Lipopolysaccharide (LPS) induces germ cell apoptosis, but its mechanism of action is not clear. One possibility is that LPS regulates the expression of FAS ligand (FASLG) in Sertoli cells, which will then influence germ cell apoptosis. In this study, LPS reduced the viability of cultured, immature boar Sertoli cells in a time- and dose-dependent manner; enhanced the production of pro-inflammatory cytokines including tumor necrosis factor α (TNFA), interleukin-1ß (IL1B), nitric oxide (NO), and transforming growth factor-ß (TGFB); and increased the expression of FASLG in a dose-dependent manner. While 10 µg/ml LPS enhanced the expression of FASLG, reduced cell cycle progression, and impaired the ultrastructure of Sertoli cells, this dose did not induce apoptosis. LPS also had no effect on the activity or expression of matrix metalloproteinases 2 or 9 (MMP2 or MMP9). In contrast, the expression of ssc-miR-187 increased following LPS challenge, and inhibition of ssc-miR-187 blocked LPS-induced expression of FASLG. Our results therefore suggest that LPS reduces the viability of and enhances FASLG expression in cultured, immature boar Sertoli cells through elevated secretion of TNFA, IL1B, NO, and TGFB as well as through the regulation of ssc-miR-187 potency.

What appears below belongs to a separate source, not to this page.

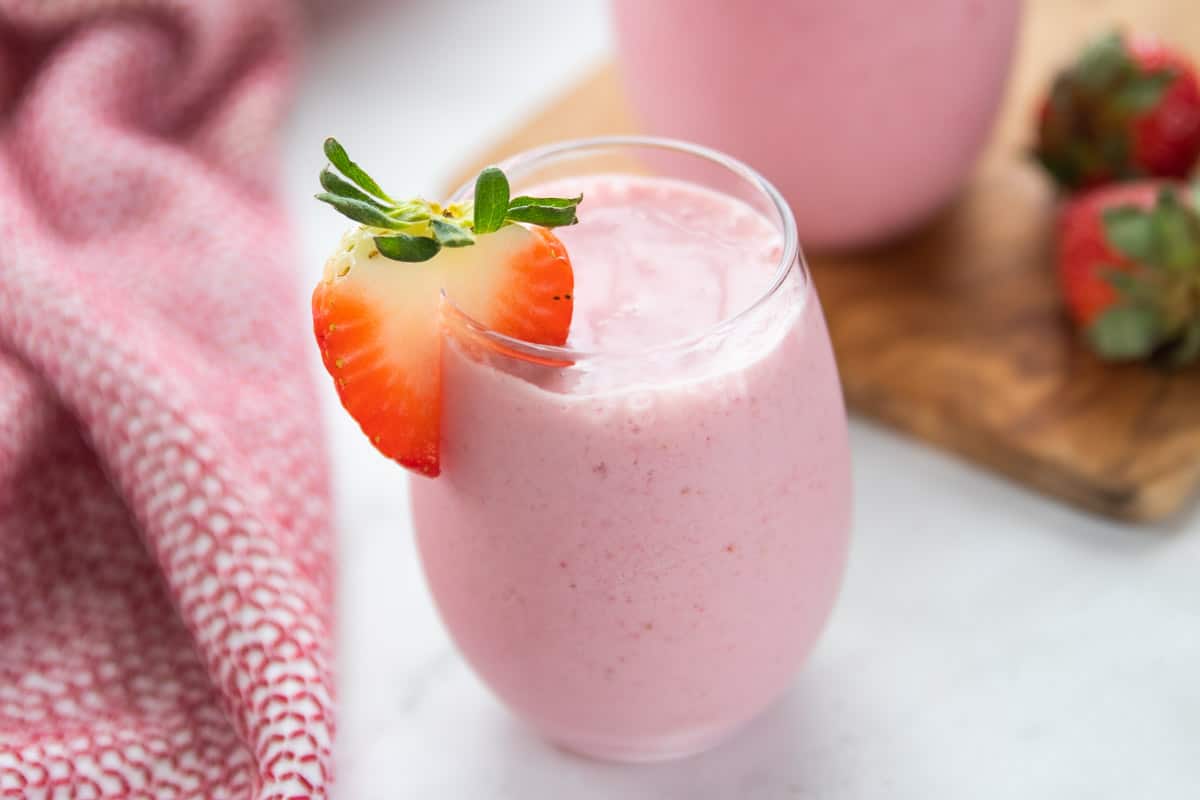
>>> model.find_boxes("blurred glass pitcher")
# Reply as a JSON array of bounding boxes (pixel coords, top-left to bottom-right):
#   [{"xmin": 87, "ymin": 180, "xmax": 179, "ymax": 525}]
[{"xmin": 613, "ymin": 0, "xmax": 1021, "ymax": 249}]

mTOR is involved in 17ß-estradiol-induced, cultured immature boar Sertoli cell proliferation via regulating the expression of SKP2, CCND1, and CCNE1.

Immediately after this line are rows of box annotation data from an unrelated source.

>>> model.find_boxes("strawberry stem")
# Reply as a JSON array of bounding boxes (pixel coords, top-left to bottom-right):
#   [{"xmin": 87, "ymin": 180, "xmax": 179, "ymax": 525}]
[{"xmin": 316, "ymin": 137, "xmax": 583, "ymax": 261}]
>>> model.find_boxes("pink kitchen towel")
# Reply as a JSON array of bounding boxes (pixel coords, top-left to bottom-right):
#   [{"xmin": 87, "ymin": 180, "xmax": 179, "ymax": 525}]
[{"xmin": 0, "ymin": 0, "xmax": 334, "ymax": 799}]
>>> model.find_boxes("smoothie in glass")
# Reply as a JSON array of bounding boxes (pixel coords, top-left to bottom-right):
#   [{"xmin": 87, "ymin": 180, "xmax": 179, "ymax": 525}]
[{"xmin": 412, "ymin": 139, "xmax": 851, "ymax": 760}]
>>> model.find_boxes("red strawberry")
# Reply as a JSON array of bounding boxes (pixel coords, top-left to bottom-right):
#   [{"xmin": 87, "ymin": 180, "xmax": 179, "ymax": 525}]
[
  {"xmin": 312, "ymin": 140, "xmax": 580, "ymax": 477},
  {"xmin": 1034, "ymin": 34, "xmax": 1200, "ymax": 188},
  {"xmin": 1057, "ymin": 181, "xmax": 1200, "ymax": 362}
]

Mammalian target of rapamycin (mTOR) is known to be involved in mammalian cell proliferation, while S-phase kinase-associated protein 2 (SKP2) plays a vital role in the cell cycle. Within the testis, estrogen also plays an important role in Sertoli cell proliferation, although it is not clear how. The present study asked if mTOR is involved in 17ß-estradiol-dependent Sertoli cell proliferation. We specifically assessed if extracellular signal-regulated kinase 1/2 (ERK1/2) and/or phosphoinositide 3-kinase/protein kinase B (PI3K/AKT) exert convergent effects toward the activation of mTOR signaling, and if this signaling regulates the expression of SKP2 through retinoblastoma (RB) and early mitotic inhibitor 1 (EMI1) protein and on CCNE1 and CCND1 mRNA levels. Treatment with 17ß-estradiol for 15-90 min activated mTOR, with mTOR phosphorylation peaking after 30 min. U0126 (5 µM), a specific inhibitor of (MEK1/2), and 10-DEBC (2 µM), a selective inhibitor of AKT, both significantly reduced 17ß-estradiol-induced phosphorylation of mTOR. Rapamycin suppressed 17ß-estradiol-induced Sertoli cell proliferation, appearing to act by reducing the abundance of SKP2, CCND1, and CCNE1 mRNA as well as RB and EMI1 protein. These data indicated that 17ß-estradiol enhances Sertoli cell proliferation via mTOR activation, which involves both ERK1/2 and PI3K/AKT signaling. Activated mTOR subsequently increases SKP2 mRNA and protein expression by enhancing the expression of CCND1 and CCNE1, and inhibits SKP2 protein degradation by increasing EMI1 abundance.